"Шарон Сэйл. Бриллиант " - читать интересную книгу автора

На ремне гитары было вышито имя "Мак". Даймонд еще подумала, что этому
человеку очень подходит его имя. Гитарист был массивным, даже толстым,
совсем как грузовик "Мак". И почти такой же некрасивый.
Сняв гитару, он дружески обнял Джесса, исподтишка бросив взгляд на
Даймонд, ухмыльнулся и подмигнул девушке.
- Знаешь, Мак, не слышал от тебя таких заявлений с тех пор, как ко мне
в гости приезжала мать. Иначе предупредил бы свою даму, что под твоим
сарказмом скрывается самая обыкновенная зависть.

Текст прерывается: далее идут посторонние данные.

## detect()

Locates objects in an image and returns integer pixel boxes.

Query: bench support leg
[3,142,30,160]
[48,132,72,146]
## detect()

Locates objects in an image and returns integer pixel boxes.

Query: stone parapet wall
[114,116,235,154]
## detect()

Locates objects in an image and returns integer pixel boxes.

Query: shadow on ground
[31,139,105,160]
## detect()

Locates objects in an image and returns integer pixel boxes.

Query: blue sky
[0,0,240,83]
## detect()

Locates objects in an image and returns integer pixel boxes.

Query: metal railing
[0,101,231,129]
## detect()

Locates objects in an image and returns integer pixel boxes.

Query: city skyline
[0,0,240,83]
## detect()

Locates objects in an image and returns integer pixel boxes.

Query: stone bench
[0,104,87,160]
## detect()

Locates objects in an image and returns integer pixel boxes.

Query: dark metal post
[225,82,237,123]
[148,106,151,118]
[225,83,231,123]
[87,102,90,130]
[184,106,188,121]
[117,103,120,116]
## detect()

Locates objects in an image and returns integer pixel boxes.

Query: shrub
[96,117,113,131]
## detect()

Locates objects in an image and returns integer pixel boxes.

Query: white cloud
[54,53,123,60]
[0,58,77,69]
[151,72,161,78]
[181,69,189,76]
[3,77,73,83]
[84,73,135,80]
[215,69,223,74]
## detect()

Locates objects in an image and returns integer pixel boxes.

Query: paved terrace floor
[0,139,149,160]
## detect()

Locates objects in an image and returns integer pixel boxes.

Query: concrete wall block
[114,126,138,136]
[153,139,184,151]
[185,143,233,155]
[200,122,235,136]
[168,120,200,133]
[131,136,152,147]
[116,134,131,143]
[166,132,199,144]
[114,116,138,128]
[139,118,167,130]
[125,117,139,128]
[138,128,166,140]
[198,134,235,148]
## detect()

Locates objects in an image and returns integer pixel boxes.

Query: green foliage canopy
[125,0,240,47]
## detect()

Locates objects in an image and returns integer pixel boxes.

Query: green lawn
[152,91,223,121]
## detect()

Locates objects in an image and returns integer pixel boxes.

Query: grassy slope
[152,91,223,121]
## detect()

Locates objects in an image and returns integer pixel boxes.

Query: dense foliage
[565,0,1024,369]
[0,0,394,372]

Мак громко расхохотался, засмеялись и остальные музыканты группы.
Джесс поспешил представить Даймонд всем Присутствующим, начал было
объяснять, почему привез ее сюда, но, увидев появившиеся на лицах
насмешливые улыбочки, придержал язык. Ему явно не поверят, впрочем, это не
важно. Он знал, что придет время, и Даймонд сама все объяснит своим
голосом. В ее таланте Джесс не сомневался ни секунды.
Даймонд пожимала руки, улыбаясь каждому музыканту вежливой сдержанной
улыбкой. Кроме Мака, в студии собрались Джейк, Монти, Эл и Дейв. Все они с
различной степенью заинтересованности посматривали на девушку, но ни у
одного из них во взгляде не мелькнуло даже ничего похожего на интерес к ее
голосу. Когда наконец прибыл менеджер Джесса, Даймонд удостоилась еще
одного, на сей раз более пристального и проницательного взгляда. Впрочем,
такого она и ожидала. Томми Томасу она явно не понравилась, да это было и
неудивительно, если припомнить историю их знакомства.

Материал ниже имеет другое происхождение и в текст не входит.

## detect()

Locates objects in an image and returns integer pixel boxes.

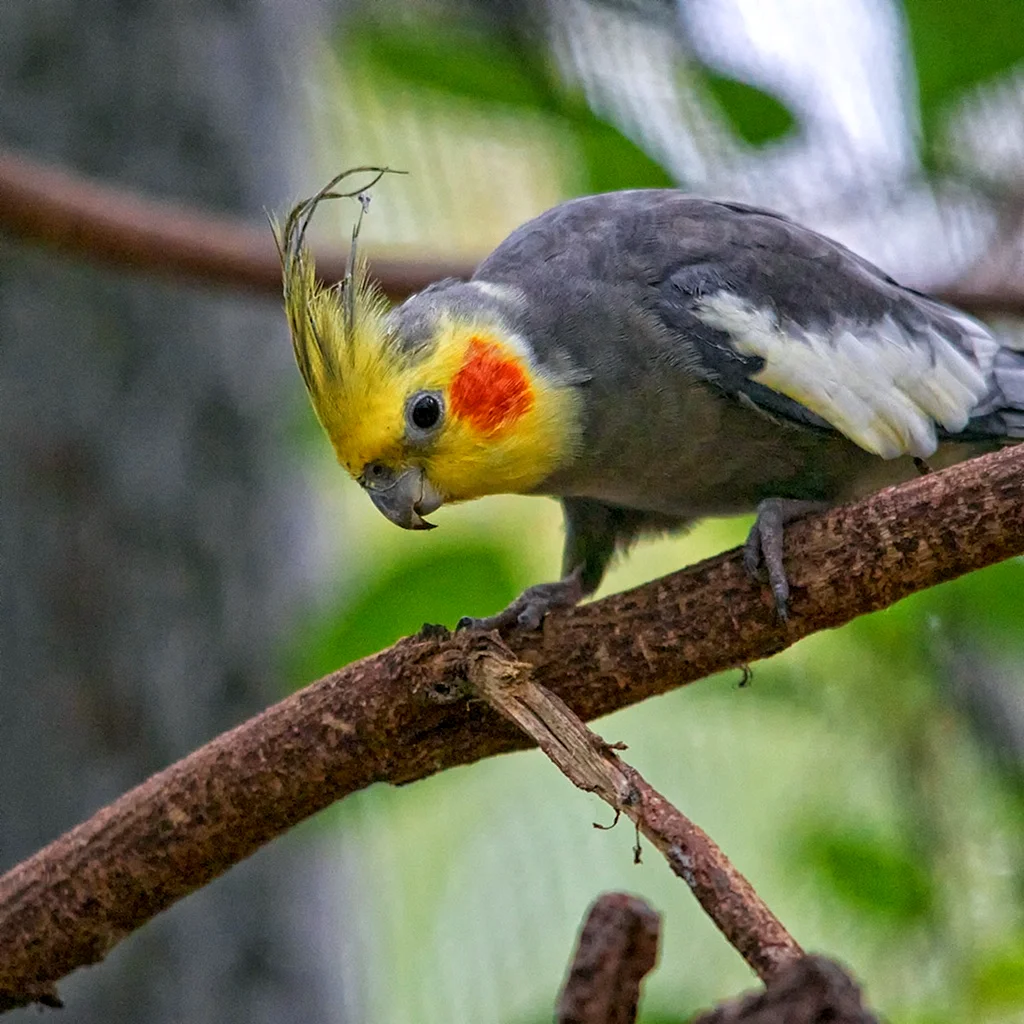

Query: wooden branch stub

Томми выдавил на губах профессионально вежливую улыбку, пожал руки
Даймонд и Джессу, вдобавок мягко похлопав девушку по плечу. Даймонд
благоразумно не отреагировала на приветствие Томми, так же как и на
улыбочки музыкантов. Когда началась репетиция, все, казалось, совершенно
забыли о ее присутствии. Но этого-то ей как раз и хотелось. Как хотелось
послушать музыку Джесса.
Часов пять спустя затихла последняя нота, и Джесс замолчал. В течение
всего долгого рабочего дня голос его оставался таким же чистым и сильным,
как и в начале записи. Своей большой ладонью он накрыл гитарные струны,
заставив инструмент замолчать.
Даймонд нервно поежилась и прислонилась головой к стене. Джесс так
великолепно владел своим голосом, что она просто устала слушать его, устала
от этого бесконечного совершенства. Ей казалось, что при помощи голоса
Джесс занимается любовью с песней. Он обольщал и подчинял себе мелодию,
соблазнял ее, улещивал. А каждый раз, когда песня заканчивалась, Даймонд
казалось, что Джесс пел специально для нее.
Именно эта магия его исполнения так привлекала слушательниц. Даймонд
понимала это и старалась не поддаваться обаянию Джесса. Она чувствовала,
что он поет для себя и для публики, стараясь получить как можно больше
удовольствия от собственного исполнения и одновременно доставить
удовольствие другим. Даймонд догадывалась, что в жизни Джесса не было
какой-то единственной женщины, которую он любил, а была лишь бесконечная
череда сменявших друг друга любовниц. И она совсем не хотела стать его
очередной прихотью, угодить в капкан, расставленный этим человеком. Ей
казалось, что она избежала этого капкана, но тут случилось нечто, чего
Даймонд не ожидала.
Джесс облокотился на пюпитр, где были разложены его ноты, отмечая то
место, которое хотел переписывать. Гитара лежала у него на коленях.